Shibata Darryl
Department of Pathology, University of Southern California Keck School of Medicine,
Curr Pathobiol Rep. 2018 Sep;6(3):193-198. doi: 10.1007/s40139-018-0176-8. Epub 2018 Jul 16.
Recent studies demonstrate that normal human tissues accumulate substantial numbers of somatic mutations with aging, to levels comparable to their corresponding cancers. If mutations cause cancer, how do tissues avoid cancer when mutations are unavoidable?
The small intestines (SI) and colon accumulate similar numbers of replication errors, but SI adenocarcinoma is much rarer than colorectal cancer. Both the small and large intestines are subdivided into millions of small neighborhoods (crypts) that are maintained by small numbers of stem cells. To explain the SI cancer paradox, four fundamental evolution parameters (mutation, drift, selection, and population size) are translated to crypts.

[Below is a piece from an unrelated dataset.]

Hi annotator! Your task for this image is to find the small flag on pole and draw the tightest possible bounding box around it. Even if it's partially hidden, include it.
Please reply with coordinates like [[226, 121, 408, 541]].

The accumulations of driver mutations in a single stem cell may be analogous to an evolutionary poker game. The rarity of SI cancer may reflect that SI crypts are smaller and have fewer stem cells than the colon, which reduces the numbers of cells at risk for mutation and perhaps selection efficiency. Tissue microarchitecture may physically modulate cancer evolution by controlling the numbers of directly competing neighboring cells. A better understanding of the SI cancer paradox may illuminate how tissues naturally avoid cancers when mutations are unavoidable.
近期研究表明,随着年龄增长,正常人体组织会积累大量体细胞突变,其水平与相应癌症相当。如果突变会引发癌症,那么当突变不可避免时,组织是如何避免患癌的呢?
小肠(SI)和结肠积累的复制错误数量相似,但SI腺癌比结直肠癌罕见得多。小肠和大肠都被细分为数百万个由少量干细胞维持的小区域(隐窝)。为了解释SI癌症悖论,将四个基本进化参数(突变、漂变、选择和种群大小)应用于隐窝。
单个干细胞中驱动突变的积累可能类似于一场进化扑克游戏。SI癌症的罕见性可能反映出SI隐窝比结肠更小且干细胞更少,这减少了有突变风险的细胞数量以及可能的选择效率。组织微结构可能通过控制直接竞争的相邻细胞数量来物理调节癌症进化。更好地理解SI癌症悖论可能会阐明当突变不可避免时组织如何自然地避免患癌。